Did you forget where you put your keys last night? Do you sometimes forget the name of your best friend? Forgetfulness is common, especially as we get older. But some things we think are important to remember and others we want to forget. When we have painful or traumatic experiences there seem to be two common approaches to them. One voice says we should forget them in order to put them behind us - get on with our lives. Another voice counsels us to remember the pain because if we submerge them beneath the waves of our conscious mind our lives will be directed by hidden forces and we will never be truly free.
The moral economy is also influenced by memory. In 18th century England when bread shortages were created by new marketing schemes, rural women demanded that bread be sold according to the just price established by royal statute. The law in question had been created 150 years earlier to be used during times of famine. For the first time, people were experiencing a famine created not by nature but by the market system. The women remembered the law and insisted that it be enforced. Justice in commercial relationships and care for the community were key elements in their identity.
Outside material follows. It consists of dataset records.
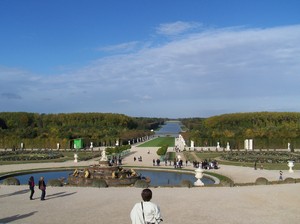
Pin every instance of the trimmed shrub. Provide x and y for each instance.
(186, 183)
(289, 180)
(227, 183)
(99, 183)
(55, 183)
(261, 181)
(141, 184)
(11, 181)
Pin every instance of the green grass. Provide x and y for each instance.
(159, 142)
(216, 155)
(82, 155)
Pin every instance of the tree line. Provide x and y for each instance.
(36, 130)
(267, 129)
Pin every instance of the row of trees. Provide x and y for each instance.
(268, 129)
(46, 130)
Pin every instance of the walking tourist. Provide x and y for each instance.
(42, 187)
(145, 212)
(31, 187)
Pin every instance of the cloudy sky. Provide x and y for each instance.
(158, 58)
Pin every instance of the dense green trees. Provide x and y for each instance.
(46, 130)
(268, 129)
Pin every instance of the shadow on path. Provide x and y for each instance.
(16, 217)
(59, 195)
(15, 193)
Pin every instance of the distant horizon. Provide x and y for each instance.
(170, 119)
(194, 58)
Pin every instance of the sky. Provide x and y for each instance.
(150, 58)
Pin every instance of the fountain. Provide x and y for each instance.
(112, 174)
(199, 175)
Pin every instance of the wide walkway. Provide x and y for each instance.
(236, 173)
(274, 204)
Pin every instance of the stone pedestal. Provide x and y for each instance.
(291, 165)
(199, 175)
(75, 158)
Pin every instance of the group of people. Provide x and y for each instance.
(206, 164)
(42, 187)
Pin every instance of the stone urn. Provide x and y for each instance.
(291, 165)
(199, 175)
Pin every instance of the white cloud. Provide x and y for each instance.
(179, 27)
(201, 74)
(124, 47)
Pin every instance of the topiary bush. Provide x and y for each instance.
(11, 181)
(261, 181)
(99, 183)
(186, 183)
(55, 183)
(289, 180)
(141, 184)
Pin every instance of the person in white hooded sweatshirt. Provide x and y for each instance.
(145, 212)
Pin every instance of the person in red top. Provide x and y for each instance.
(42, 187)
(31, 187)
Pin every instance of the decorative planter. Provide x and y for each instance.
(199, 175)
(291, 165)
(75, 158)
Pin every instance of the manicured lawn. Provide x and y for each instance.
(216, 155)
(159, 142)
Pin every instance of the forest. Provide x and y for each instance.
(46, 130)
(272, 130)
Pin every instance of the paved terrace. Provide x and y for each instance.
(274, 204)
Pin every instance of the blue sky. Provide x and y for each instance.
(158, 58)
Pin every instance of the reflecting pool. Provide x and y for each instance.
(158, 178)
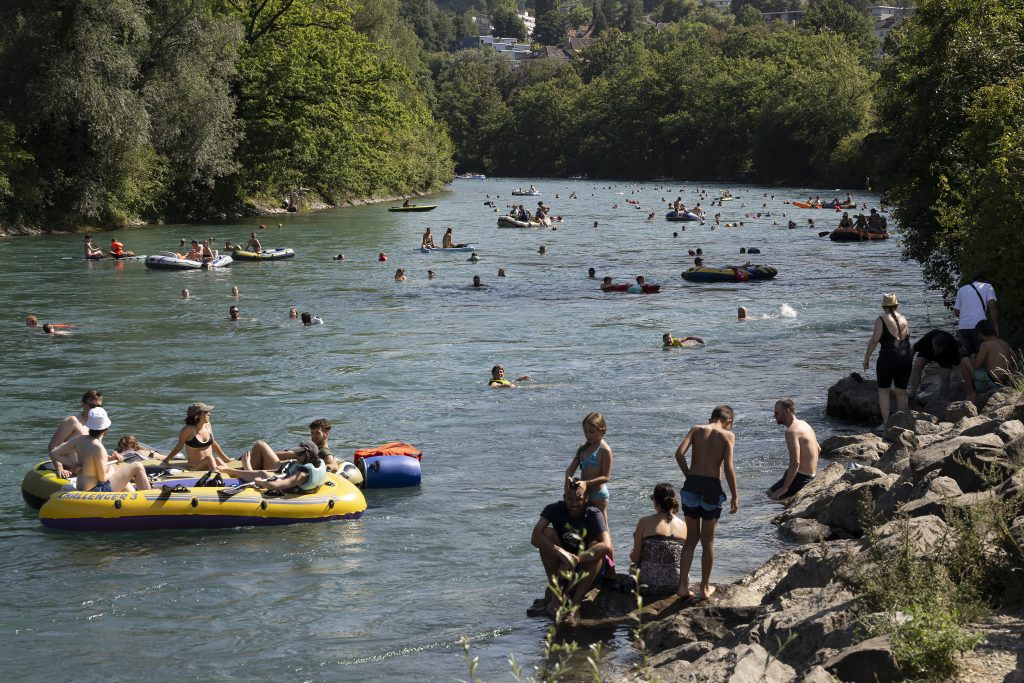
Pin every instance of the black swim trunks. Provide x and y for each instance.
(701, 497)
(799, 482)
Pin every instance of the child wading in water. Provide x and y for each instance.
(593, 459)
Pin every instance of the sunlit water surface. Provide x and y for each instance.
(388, 597)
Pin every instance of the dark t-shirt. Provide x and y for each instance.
(571, 530)
(949, 355)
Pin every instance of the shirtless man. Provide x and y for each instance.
(253, 244)
(262, 457)
(96, 472)
(428, 241)
(803, 445)
(72, 426)
(701, 495)
(990, 368)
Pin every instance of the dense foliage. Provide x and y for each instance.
(771, 102)
(112, 110)
(952, 121)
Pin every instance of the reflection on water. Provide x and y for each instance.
(387, 597)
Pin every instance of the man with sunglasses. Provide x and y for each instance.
(72, 426)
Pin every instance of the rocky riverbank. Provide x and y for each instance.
(920, 498)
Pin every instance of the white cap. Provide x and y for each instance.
(97, 420)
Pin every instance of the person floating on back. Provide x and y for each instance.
(701, 495)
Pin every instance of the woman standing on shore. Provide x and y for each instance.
(197, 438)
(892, 334)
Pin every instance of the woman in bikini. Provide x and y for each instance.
(593, 459)
(197, 438)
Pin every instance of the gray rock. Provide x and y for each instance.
(804, 622)
(869, 662)
(816, 566)
(804, 530)
(1010, 430)
(816, 675)
(823, 484)
(961, 409)
(943, 486)
(854, 397)
(745, 664)
(847, 509)
(859, 447)
(861, 474)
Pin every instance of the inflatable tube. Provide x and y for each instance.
(170, 261)
(509, 221)
(686, 215)
(740, 274)
(200, 507)
(389, 471)
(265, 255)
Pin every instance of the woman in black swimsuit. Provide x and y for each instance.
(197, 438)
(892, 334)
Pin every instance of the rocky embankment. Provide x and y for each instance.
(793, 619)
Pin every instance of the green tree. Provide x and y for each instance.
(952, 84)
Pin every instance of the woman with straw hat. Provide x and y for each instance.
(892, 334)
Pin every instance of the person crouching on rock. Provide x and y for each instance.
(571, 537)
(803, 445)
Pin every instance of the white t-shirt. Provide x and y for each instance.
(970, 306)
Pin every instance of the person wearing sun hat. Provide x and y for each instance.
(198, 440)
(96, 472)
(892, 334)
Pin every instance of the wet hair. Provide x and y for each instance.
(722, 413)
(127, 442)
(665, 498)
(321, 423)
(597, 420)
(985, 327)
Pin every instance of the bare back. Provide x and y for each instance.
(801, 436)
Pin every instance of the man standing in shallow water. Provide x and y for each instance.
(803, 445)
(701, 495)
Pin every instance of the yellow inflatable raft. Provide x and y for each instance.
(200, 507)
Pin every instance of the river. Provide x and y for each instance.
(388, 597)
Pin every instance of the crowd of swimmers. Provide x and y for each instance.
(572, 535)
(77, 450)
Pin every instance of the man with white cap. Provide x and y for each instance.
(97, 473)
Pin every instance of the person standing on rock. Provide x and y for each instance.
(803, 445)
(701, 495)
(895, 363)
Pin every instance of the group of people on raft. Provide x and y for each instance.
(77, 451)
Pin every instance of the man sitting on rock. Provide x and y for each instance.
(803, 445)
(990, 368)
(572, 537)
(936, 346)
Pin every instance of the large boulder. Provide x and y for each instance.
(856, 398)
(804, 622)
(868, 662)
(744, 664)
(858, 447)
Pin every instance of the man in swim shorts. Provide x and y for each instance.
(701, 496)
(262, 457)
(571, 536)
(97, 472)
(990, 368)
(803, 445)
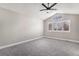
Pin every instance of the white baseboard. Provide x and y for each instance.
(75, 41)
(13, 44)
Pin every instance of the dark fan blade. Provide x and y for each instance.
(52, 5)
(44, 5)
(43, 9)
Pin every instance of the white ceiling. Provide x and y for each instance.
(33, 9)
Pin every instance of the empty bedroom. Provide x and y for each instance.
(39, 29)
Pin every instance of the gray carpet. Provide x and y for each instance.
(43, 47)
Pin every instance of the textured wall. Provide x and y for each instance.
(74, 28)
(15, 27)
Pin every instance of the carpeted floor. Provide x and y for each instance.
(43, 47)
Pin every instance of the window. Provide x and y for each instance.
(59, 24)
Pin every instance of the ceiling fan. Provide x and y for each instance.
(48, 6)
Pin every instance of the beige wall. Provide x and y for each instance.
(74, 28)
(15, 27)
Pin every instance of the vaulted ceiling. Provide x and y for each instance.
(33, 9)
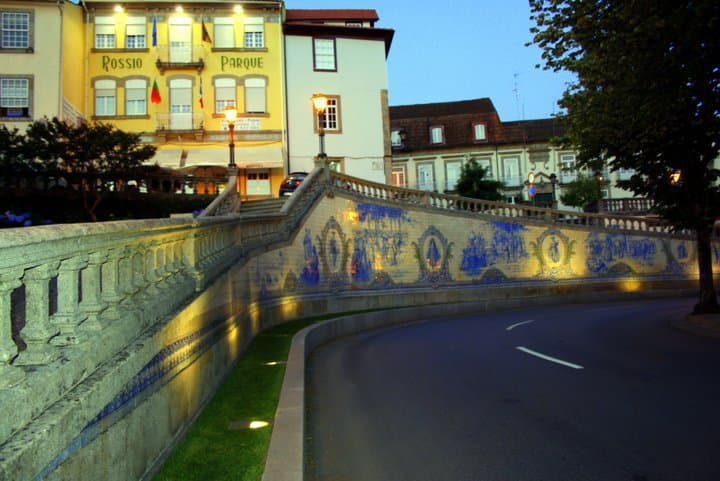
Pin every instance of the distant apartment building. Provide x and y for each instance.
(431, 142)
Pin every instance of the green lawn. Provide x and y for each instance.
(214, 451)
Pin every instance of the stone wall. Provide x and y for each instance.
(112, 384)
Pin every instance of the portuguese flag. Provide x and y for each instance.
(155, 94)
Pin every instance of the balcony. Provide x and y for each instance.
(180, 57)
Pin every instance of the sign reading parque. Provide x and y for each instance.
(226, 63)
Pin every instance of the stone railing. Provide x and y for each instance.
(454, 203)
(73, 296)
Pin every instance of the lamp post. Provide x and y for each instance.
(231, 115)
(599, 179)
(320, 104)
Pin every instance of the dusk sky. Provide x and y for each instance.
(461, 50)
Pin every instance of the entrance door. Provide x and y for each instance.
(426, 179)
(258, 182)
(180, 33)
(180, 104)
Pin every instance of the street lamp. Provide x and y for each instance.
(320, 105)
(599, 179)
(231, 115)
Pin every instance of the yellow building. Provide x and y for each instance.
(168, 70)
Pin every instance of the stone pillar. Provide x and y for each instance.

By remembering the law and acting on their memory, they were refusing to be diminished and insisting that these values be carried forward into the future.
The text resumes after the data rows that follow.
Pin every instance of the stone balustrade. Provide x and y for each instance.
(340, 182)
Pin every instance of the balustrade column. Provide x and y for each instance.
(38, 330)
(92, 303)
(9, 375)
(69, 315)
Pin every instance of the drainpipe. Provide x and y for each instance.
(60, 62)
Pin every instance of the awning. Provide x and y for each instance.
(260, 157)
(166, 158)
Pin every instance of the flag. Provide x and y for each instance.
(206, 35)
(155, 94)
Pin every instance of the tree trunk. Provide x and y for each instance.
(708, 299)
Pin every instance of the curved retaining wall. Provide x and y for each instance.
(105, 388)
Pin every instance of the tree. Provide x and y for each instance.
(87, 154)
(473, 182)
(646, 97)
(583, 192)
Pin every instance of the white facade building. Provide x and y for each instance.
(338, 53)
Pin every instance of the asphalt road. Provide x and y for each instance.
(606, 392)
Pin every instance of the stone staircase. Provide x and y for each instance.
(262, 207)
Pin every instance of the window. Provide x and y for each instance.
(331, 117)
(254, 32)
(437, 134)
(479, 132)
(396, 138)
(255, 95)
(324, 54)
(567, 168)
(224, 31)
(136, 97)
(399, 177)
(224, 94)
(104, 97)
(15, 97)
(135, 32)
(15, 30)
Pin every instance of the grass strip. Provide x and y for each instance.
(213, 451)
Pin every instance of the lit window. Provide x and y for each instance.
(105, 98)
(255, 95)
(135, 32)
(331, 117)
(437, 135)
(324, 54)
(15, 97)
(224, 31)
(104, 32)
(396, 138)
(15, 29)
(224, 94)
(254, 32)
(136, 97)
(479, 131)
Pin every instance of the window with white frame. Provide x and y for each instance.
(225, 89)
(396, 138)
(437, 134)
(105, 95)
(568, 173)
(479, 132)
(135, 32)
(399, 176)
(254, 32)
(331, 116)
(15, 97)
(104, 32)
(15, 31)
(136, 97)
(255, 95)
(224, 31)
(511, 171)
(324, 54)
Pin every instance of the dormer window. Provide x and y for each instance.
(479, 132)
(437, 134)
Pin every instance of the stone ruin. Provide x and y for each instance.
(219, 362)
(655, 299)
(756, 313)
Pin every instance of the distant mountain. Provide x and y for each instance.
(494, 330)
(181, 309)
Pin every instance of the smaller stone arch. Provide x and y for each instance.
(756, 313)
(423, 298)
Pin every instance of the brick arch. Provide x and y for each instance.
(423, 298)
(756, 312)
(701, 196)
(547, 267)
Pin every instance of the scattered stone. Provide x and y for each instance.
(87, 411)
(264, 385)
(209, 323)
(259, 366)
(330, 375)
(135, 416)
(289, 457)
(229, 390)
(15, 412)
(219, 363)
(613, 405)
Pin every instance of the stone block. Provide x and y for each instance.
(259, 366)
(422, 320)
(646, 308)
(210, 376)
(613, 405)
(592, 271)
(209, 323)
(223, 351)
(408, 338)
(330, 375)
In South Africa, the Truth and Reconciliation Commission created the conditions for the truth of life under apartheid to be told. By validating the truth of the experience of ordinary people, the Commission made sure that the experience could never be denied. South Africans would always have to remember who they have been and where they came from. Across Canada every December 6th, there are spontaneous memorials to the 14 young women who were gunned down at Montreal’s L’Ecole Polytechnique in 1989. They were all engineering students and their crime was being female. Canadians remember because it is important not to forget that society is still so patriarchal that being female can get you killed. We will never be free of this hatred if we allow ourselves to forget. So, we remember with a purpose.
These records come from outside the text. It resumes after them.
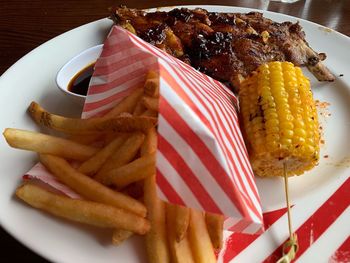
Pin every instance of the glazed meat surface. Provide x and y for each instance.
(225, 46)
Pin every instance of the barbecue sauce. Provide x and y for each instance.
(80, 82)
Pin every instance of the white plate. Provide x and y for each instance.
(33, 78)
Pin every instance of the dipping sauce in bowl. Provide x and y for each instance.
(79, 84)
(74, 77)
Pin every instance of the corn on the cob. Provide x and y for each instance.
(279, 118)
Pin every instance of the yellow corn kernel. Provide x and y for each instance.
(279, 120)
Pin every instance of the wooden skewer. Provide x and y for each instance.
(291, 246)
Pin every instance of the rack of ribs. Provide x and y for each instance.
(225, 46)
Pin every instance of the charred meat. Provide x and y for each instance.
(225, 46)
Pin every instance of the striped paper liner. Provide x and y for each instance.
(323, 231)
(201, 159)
(324, 224)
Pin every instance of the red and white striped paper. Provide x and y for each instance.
(321, 223)
(201, 159)
(192, 99)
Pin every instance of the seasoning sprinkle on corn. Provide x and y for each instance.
(279, 120)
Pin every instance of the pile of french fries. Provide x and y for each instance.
(110, 162)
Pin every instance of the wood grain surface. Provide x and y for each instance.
(24, 25)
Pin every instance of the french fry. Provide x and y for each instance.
(89, 126)
(139, 109)
(120, 235)
(137, 170)
(92, 165)
(152, 74)
(88, 187)
(150, 103)
(82, 211)
(123, 155)
(156, 239)
(150, 113)
(85, 139)
(215, 226)
(42, 143)
(202, 248)
(150, 143)
(181, 221)
(180, 250)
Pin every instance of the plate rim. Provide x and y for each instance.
(3, 223)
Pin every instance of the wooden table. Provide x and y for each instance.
(24, 25)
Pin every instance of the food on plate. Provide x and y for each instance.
(94, 164)
(120, 235)
(202, 248)
(123, 155)
(79, 84)
(225, 46)
(43, 143)
(88, 187)
(134, 171)
(121, 123)
(83, 211)
(181, 221)
(279, 120)
(180, 249)
(112, 167)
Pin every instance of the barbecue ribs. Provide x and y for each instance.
(225, 46)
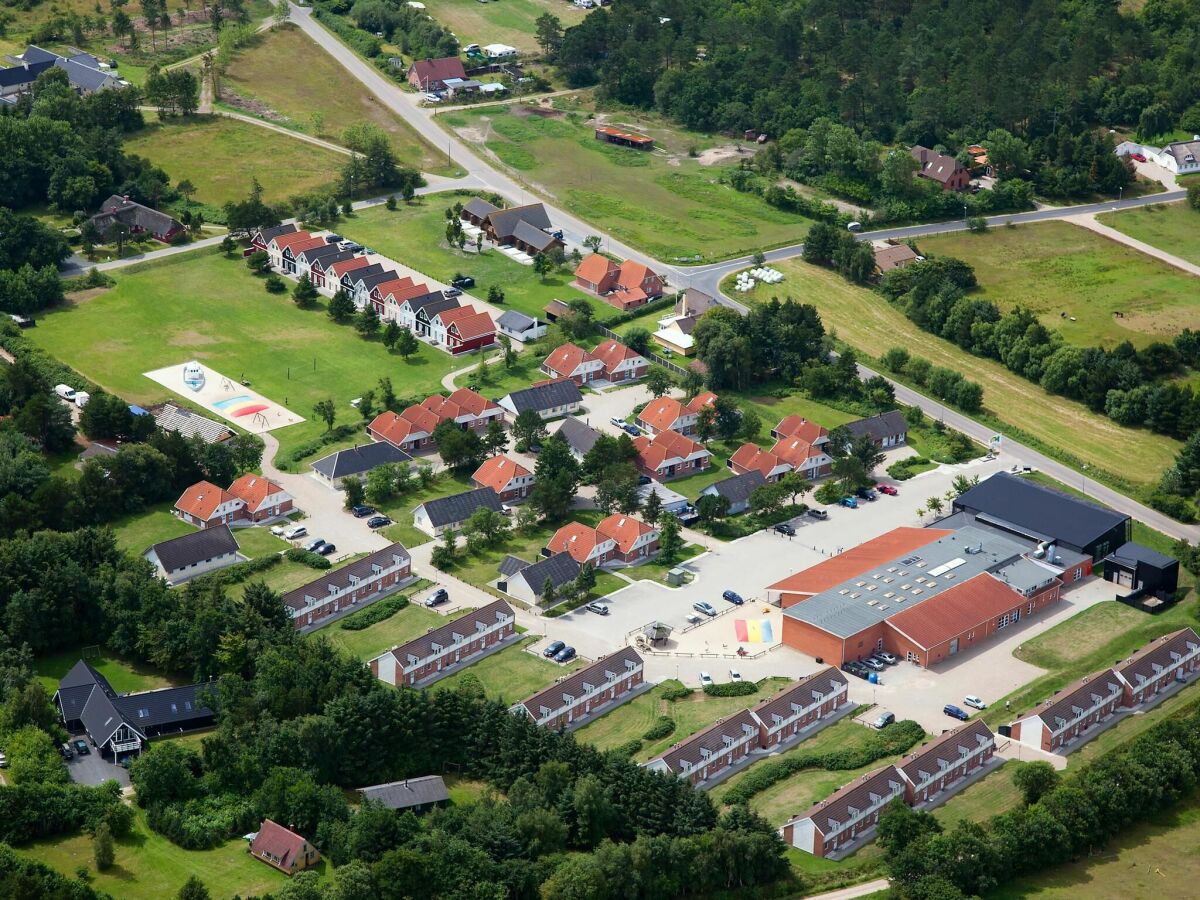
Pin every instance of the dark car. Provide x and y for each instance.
(955, 712)
(563, 655)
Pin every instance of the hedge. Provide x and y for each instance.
(892, 741)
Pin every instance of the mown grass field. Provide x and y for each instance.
(149, 867)
(204, 306)
(1055, 268)
(319, 85)
(1168, 226)
(414, 234)
(670, 207)
(865, 321)
(221, 156)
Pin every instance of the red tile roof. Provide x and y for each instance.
(955, 610)
(858, 559)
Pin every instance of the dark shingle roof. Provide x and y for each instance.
(195, 547)
(409, 792)
(361, 459)
(1038, 510)
(559, 569)
(457, 508)
(546, 396)
(739, 487)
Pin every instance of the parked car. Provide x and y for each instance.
(563, 655)
(953, 711)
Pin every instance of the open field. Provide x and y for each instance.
(294, 94)
(414, 234)
(669, 205)
(865, 321)
(1055, 268)
(1147, 861)
(149, 867)
(513, 673)
(203, 306)
(221, 156)
(1170, 227)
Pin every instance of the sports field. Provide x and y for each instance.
(663, 202)
(221, 156)
(865, 321)
(317, 96)
(1062, 273)
(207, 307)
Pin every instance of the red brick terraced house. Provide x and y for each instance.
(262, 498)
(448, 648)
(282, 849)
(604, 684)
(706, 756)
(510, 480)
(937, 769)
(669, 455)
(361, 581)
(840, 820)
(574, 363)
(801, 706)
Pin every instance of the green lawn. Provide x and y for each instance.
(322, 87)
(661, 202)
(1169, 227)
(865, 321)
(204, 306)
(1055, 268)
(513, 673)
(415, 235)
(149, 867)
(221, 156)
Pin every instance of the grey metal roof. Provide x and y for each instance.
(898, 585)
(1037, 510)
(739, 487)
(546, 396)
(559, 569)
(196, 547)
(354, 461)
(457, 508)
(579, 435)
(408, 793)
Soon it will be August the 6th. This year it will be 62 years since we (the western allied powers, including Canada) dropped the first atomic bomb on Hiroshima, and three days later a second one on Nagasaki. Over 200,000 people died as a result of those two bombs. We remember those events, but for what purpose, to what effect? Remembering the atomic bomb means remembering our capacity to do the most unspeakable things to each other. In order to be free we have to remember what horrors we are capable of. We remember so that it will never happen again. We cannot truly commit to change our behaviour unless we confess what our behaviour has been. We want to remember ourselves as compassionate, caring and just. We want to think of ourselves as good. We can only be just in the future if we make a point of remembering with clarity, our willingness to be the opposite.